On the one-year anniversary of the Russian invasion of Ukraine with no negotiated end or victory in sight, it is appropriate to remind ourselves of the stakes. They are different for different groups, but the war is about rules and principles versus power, humane values, and freedom to choose one’s future.
For the Ukrainians, who have suffered so horribly and fought so bravely, they have understood it from the onset to be a war of independence. Ukraine, which existed only episodically in history as an independent political entity despite Ukrainians being one of Europe’s major ethnic and culture groups, the war will be remembered as forging a firm sense of identity and establishing a narrative of heroic resistance to aggression. The war is also about whether Ukraine has an opportunity to evolve as a democratic, market- oriented European Union member or will be beholden to the corrupt kleptocracy in Russia. Because the stakes are existential, Ukraine will fight on despite the enormous toll.
For America and much of the world, the war is a supreme test of the post-World War II collective security system, the “rule of law.” The notion of collective security — that the rest of the world unites to resist an aggressor — failed miserably in its first experiment, the League of Nations. The U.N. Charter guarantees the territorial integrity of members, a huge asset for smaller states. For this reason, 141 UN members condemned Russia’s Feb. 24, 2002 invasion and called for immediate withdrawal, and 143 condemned its later annexations. But India, China and 30 some other countries abstained. Those willing to place sanctions on Russia or send supplies to Ukraine are much smaller. The U.N. improved on the League, rolling back unprovoked aggression in Korea and Kuwait, but this is the first test of collective security against a large power aggressor.

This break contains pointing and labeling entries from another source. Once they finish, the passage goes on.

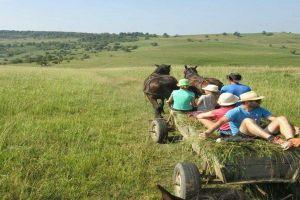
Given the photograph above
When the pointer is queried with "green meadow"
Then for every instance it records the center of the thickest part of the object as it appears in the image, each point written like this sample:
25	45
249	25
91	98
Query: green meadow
79	130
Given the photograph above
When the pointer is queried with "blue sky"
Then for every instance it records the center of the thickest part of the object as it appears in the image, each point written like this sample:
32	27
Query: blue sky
153	16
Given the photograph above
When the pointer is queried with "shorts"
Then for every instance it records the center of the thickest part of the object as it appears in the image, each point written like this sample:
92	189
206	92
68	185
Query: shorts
184	111
224	133
228	133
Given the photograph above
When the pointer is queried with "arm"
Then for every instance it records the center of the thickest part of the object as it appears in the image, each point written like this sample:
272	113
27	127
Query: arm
170	100
217	125
205	115
199	100
271	118
193	103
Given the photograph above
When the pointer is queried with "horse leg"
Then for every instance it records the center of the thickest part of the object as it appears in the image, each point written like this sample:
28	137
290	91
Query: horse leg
155	105
161	105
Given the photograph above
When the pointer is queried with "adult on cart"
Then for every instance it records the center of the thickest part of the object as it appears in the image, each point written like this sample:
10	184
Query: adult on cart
245	119
227	102
182	99
235	87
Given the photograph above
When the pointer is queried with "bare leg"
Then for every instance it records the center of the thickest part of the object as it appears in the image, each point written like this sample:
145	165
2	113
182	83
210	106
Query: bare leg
281	124
249	127
206	122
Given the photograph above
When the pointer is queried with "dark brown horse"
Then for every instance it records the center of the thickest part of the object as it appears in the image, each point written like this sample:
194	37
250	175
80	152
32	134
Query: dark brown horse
159	86
198	82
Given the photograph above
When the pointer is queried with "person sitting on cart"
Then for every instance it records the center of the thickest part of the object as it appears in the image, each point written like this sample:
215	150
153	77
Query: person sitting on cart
227	101
235	87
208	101
245	119
182	99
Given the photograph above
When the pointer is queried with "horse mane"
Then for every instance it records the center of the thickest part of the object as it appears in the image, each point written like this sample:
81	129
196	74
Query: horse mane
162	70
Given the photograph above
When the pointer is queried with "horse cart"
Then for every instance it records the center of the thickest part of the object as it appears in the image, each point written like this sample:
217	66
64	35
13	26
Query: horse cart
253	163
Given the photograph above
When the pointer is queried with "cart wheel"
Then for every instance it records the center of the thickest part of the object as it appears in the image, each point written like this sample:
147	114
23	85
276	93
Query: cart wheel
186	179
159	130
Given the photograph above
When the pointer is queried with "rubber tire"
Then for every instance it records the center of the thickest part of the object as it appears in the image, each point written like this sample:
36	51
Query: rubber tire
159	130
190	180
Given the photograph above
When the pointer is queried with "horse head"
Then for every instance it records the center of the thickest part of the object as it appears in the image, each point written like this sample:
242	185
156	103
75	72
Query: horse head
190	71
162	69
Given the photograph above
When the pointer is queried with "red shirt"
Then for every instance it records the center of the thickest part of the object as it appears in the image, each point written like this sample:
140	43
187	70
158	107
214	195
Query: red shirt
219	113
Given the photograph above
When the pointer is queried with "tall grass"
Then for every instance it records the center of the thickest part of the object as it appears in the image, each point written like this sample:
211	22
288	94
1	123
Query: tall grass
82	133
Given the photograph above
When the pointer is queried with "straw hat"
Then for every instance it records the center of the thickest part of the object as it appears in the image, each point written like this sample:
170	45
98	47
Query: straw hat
211	88
227	99
250	96
183	82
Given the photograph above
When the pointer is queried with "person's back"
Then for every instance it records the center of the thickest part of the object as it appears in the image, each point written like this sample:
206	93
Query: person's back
208	101
182	99
237	89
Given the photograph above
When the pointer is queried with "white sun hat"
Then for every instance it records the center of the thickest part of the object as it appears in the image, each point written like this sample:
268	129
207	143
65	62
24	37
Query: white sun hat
250	96
211	88
227	99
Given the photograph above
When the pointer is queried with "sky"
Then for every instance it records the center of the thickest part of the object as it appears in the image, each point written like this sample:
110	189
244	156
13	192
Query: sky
153	16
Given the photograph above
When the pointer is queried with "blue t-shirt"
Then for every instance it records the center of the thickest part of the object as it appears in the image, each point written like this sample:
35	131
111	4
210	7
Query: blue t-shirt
238	114
236	89
182	99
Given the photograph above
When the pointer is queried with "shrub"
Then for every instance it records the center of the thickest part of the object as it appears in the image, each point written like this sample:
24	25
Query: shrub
237	34
165	35
293	51
16	61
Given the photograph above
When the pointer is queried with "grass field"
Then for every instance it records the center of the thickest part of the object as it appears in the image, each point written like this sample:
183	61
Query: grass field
82	133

The conflict also has enormous stakes for future of the nuclear nonproliferation regime, established in 1968 and now with 191 member- countries. Smaller countries agreed to forego or give up nuclear weapons in exchange for guarantees by the nuclear weapons countries.
When it gave up weapons inherited from the USSR (for which it didn’t have the codes), Ukraine received solemn assurances of its territorial integrity from Russia, the U.S. and the United Kingdom. Russia has not just reneged, but it explicitly used nuclear threats against Ukraine and its supporters.
Arguments arise in countries worried about nuclear neighbors that they also need them for survival, as in South Korea today, but remarkably there are still only nine nuclear weapons countries. If Ukraine falls, the argument for smaller countries to have such weapons will carry far more weight.
A world lacking credible guarantees to smaller states and where 30 or even 50 of them develop nuclear capabilities is an exponentially more dangerous world. The chances of accidents or terrorists getting their hands on enough fissile material to build a dirty bomb and destroy a whole city become much greater.
Vladimir Putin’s stakes are now his political survival. His enormous strategic and tactical blunders, beginning with the decision to launch the invasion, would have sunk any leader in a system having a higher degree of accountability.
Caught between nationalists who believe he hasn’t done enough and the large portion of the population that may be skeptical of the aims of the war and unwilling to sacrifice their lives, he is under enormous pressure.
Putin has doubled down on the war effort in the expectation that Ukraine or its supporters will tire, but by cutting the exit ramps, he has become truly entrapped. Don’t expect any compromises from him.
Finally, the Russian people also have huge stakes. If Russia wins, however defined, the highly inequitable economy and political repression under Putin continues. Russia will remain under severe sanctions and essentially cut off from Europe and North America. It will be engaged in a costly, continuing struggle against Ukrainian nationalism.
If Russia loses and the Putin regime falls, Russia will at least have a chance for a new beginning, a determination of secure borders, and a reconnection of its economy with its western neighbors. That certainly doesn’t guarantee a future world of peace, but at least it gives hope and would end the horrible suffering in Ukraine.
Charles E. Morrison is a part-time senior fellow with the East-West Center and its former president.